Have Your Say: Letters to the Editor May 2023
Monday, May 1, 2023
Do you have an opinion that you’d like to share? Write to the editor of Music Teacher at firstname.lastname@example.org.
We sing another day
What a relief that the BBC is to reconsider its initial resolve to remove the BBC Singers from its payroll – following a vital offer of funding from private organisations. The BBC Singers are the UK's singular full-time professional choir, which has served the public since 1924. The proposed cull put at risk what amounted to 20 full-time posts, counting singers and administrative colleagues. The blow came as part of a raft of wider lay-offs in the BBC's classical music provision, including a 20 per cent reduction in salaried posts across the BBC Symphony Orchestra, Concert Orchestra and Philharmonic. ‘We are looking to reset our relationship between salaried and freelance musicians', Simon Webb, the BBC's head of orchestras and choirs commented in the midst of the kerfuffle.
The planned cut of the choir gave rise to strong opposition from campaigners of the BBC Singers, not only in Britain but in Europe and elsewhere. One petition alone, co-ordinated by the freelance choral conductor Jack Apperley, based in London, elicited in excess of 150,000 signatories.

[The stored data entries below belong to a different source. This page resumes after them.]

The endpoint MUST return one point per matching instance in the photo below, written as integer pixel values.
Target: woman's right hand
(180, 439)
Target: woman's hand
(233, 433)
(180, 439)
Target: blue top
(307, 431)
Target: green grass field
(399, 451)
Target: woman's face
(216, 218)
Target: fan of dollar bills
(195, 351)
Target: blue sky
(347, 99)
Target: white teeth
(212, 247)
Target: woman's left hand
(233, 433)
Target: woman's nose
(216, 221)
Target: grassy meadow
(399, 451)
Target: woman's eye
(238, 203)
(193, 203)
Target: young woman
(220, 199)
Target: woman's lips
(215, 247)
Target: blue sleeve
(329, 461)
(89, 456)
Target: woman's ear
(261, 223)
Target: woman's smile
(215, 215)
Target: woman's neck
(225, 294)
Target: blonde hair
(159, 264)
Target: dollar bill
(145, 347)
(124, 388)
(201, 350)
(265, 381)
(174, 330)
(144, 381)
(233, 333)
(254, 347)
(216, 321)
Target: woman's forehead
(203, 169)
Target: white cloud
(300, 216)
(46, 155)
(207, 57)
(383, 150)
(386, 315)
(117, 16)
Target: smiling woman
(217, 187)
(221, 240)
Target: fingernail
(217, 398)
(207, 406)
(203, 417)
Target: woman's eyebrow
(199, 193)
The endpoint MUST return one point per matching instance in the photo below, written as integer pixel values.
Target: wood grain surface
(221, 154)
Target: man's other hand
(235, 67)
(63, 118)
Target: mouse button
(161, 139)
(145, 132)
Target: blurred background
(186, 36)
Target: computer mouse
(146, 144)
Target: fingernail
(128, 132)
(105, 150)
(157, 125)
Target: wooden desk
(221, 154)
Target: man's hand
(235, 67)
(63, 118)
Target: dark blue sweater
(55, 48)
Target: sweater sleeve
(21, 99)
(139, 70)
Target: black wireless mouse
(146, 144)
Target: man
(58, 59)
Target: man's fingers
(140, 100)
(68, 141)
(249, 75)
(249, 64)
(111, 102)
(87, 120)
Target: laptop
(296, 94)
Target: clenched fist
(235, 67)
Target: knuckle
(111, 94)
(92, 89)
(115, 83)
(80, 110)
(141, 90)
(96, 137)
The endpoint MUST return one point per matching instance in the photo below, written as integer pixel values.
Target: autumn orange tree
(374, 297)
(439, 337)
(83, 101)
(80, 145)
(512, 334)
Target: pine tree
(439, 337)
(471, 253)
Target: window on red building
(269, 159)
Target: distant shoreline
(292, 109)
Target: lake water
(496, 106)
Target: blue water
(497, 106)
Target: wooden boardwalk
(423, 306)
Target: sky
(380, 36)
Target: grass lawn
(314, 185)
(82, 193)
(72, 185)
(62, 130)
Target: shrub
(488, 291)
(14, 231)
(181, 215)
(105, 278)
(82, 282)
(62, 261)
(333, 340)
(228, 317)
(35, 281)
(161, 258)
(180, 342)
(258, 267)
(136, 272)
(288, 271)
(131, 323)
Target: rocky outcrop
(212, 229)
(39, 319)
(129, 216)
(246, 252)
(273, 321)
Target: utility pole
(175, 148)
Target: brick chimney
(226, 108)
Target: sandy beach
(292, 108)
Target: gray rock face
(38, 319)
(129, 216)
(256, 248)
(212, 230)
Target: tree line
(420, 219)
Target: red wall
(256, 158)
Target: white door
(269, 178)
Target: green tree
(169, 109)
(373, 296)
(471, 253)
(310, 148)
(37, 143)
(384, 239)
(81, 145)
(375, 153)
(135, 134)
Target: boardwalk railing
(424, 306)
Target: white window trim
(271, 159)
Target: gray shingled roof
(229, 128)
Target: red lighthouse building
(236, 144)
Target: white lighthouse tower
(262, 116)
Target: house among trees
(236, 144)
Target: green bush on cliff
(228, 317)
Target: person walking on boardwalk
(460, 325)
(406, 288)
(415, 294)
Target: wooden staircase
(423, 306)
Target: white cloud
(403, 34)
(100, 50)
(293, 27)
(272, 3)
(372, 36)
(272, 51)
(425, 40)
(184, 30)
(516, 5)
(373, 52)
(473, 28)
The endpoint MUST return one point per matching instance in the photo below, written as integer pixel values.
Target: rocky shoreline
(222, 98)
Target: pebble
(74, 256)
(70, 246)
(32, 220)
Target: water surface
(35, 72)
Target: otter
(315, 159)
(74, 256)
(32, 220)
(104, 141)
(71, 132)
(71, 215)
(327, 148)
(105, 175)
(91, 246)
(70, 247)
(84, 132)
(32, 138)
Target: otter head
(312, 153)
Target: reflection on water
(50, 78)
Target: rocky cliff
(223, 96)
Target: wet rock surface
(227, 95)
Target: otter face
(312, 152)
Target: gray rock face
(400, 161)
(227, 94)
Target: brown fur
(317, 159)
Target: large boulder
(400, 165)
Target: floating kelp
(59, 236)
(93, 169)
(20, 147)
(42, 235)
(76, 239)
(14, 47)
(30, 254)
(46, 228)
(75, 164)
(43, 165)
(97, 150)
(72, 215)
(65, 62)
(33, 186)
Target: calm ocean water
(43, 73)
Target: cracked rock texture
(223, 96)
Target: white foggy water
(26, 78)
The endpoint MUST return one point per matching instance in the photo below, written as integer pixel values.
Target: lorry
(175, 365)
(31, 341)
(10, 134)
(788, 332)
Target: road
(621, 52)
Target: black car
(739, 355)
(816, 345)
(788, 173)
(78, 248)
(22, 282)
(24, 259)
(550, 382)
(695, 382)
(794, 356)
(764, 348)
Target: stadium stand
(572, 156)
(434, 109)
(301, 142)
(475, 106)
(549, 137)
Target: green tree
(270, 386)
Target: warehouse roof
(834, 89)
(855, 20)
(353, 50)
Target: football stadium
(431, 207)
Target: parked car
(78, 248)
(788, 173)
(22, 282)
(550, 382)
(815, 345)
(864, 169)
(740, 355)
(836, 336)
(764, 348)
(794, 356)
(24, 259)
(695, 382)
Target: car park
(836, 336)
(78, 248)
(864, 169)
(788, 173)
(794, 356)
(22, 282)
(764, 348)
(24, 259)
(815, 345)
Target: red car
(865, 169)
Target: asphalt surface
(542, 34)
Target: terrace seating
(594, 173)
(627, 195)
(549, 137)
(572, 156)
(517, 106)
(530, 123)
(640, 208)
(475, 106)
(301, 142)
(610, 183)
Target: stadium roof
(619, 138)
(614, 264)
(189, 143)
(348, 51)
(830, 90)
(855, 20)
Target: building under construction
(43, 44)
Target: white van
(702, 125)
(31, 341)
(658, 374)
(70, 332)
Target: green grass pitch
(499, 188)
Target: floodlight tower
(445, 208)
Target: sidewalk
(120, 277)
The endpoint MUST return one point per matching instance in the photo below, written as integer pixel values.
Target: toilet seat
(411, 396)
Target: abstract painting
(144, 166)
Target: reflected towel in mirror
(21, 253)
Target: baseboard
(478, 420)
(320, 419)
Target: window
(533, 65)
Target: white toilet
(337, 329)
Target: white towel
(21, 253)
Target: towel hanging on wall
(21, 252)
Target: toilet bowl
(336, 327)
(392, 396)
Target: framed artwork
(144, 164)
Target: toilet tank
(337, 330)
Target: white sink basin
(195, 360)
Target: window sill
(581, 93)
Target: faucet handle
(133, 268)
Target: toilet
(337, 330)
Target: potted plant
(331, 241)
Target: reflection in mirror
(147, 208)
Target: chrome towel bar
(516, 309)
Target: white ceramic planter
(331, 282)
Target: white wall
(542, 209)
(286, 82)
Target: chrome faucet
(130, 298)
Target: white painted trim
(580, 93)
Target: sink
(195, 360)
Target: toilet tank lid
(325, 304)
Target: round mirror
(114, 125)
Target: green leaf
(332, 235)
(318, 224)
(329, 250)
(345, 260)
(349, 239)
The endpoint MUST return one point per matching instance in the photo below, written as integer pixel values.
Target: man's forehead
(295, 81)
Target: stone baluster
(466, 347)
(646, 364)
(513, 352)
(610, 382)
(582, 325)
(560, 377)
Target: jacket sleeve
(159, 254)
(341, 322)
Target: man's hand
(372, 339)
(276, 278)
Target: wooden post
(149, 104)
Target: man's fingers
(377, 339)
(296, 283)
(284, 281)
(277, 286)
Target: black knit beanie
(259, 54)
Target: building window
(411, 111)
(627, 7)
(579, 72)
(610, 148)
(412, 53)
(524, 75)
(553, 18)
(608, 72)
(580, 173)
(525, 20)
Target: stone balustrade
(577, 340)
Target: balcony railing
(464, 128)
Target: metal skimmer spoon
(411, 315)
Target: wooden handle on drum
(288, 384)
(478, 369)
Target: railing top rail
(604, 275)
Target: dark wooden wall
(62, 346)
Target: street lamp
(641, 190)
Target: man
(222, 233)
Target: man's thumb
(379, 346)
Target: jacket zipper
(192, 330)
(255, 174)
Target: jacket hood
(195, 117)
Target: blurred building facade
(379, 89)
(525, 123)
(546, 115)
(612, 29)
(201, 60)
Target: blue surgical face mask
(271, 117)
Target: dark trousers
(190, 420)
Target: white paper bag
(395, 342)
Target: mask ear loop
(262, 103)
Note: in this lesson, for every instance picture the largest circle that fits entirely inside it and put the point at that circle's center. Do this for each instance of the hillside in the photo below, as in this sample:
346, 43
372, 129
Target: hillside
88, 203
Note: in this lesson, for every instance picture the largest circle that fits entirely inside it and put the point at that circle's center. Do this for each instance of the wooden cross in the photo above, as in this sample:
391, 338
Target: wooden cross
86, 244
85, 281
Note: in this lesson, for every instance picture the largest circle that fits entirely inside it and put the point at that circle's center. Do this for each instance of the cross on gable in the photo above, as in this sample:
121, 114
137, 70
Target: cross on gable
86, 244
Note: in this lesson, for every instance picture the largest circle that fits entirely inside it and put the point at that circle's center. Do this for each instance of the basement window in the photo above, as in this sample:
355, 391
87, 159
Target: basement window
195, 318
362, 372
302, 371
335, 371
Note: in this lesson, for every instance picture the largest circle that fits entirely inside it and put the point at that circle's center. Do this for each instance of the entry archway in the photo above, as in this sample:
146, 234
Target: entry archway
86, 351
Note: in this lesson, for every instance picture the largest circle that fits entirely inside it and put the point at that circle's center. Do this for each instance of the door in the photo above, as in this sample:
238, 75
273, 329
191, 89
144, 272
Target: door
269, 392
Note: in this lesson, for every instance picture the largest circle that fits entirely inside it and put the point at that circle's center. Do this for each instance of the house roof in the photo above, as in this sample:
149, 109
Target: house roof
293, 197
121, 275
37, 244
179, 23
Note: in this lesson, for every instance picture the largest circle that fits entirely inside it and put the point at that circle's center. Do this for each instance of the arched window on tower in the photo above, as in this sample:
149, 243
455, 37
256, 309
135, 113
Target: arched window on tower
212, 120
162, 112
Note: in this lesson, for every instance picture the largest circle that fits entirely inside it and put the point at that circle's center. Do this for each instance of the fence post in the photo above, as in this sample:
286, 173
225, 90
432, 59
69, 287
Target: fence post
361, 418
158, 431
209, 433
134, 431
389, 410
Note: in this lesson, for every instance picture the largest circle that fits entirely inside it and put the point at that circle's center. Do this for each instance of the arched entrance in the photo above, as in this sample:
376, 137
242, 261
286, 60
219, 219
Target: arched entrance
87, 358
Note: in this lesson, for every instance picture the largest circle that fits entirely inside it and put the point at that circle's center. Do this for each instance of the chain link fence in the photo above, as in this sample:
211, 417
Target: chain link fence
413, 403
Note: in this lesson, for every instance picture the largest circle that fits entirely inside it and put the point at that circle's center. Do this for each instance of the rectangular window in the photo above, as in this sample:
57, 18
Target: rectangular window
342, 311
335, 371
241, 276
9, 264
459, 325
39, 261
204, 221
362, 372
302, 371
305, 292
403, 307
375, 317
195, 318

High-profile musicians among their number have made their outrage known: Julian Lloyd Webber and Sir John Eliot Gardiner among many others. What's more, Sir Simon Rattle warned of his steering clear of the Proms in response to the redundancies.
Let us not justify music and the arts purely in terms of their transferability and the advantages they bring to other aspects of people's lives. Let us justify them on their own terms. While people in the US hold on to more of their income, they are encouraged to donate to charities with not inconsiderable tax allowances. This paradigm of social policy is not so much public subsidy as vital civic expenditure. It forms the bedrock of a democratic, enlightened and liberal society on whichever side of the pond one resides.
- Emeritus Professor Kit Thompson
Having read Karen Marshall's letter in last month's issue, regarding the extremely sad demise of so many of our nation's music shops, I felt I must write to support all she says. I had the pleasure to be in Edinburgh a few weeks ago and visited the Rae Macintosh Musicroom – a major music store, also about to close. I spent a short while there and was amazed at the number of customers passing through, both browsing and making purchases. There was no doubt that this was a very active and vibrant shop. The staff were wonderful and were giving really helpful and often invaluable advice to customers based on a deep knowledge of the market.
In addition, it is so important that all customers – whether teachers or parents of developing musicians, whether they are professional or amateur – have the opportunity to see and feel what they are proposing to buy. Seeing just a leaf or two, as is the practice online, is not enough. You need to hold a book to get a real sense of what it's saying to you, to get a sense of how your pupil will react to it when it's in their hands.
We live enough of our lives ‘virtually’, where only some of our senses are catered for. We must protect and nurture real things, now more than ever. Books and sheet-music are real, and connect with all our senses. A virtual world is just that, virtual. It's not enough.
We must find a way to save our music shops.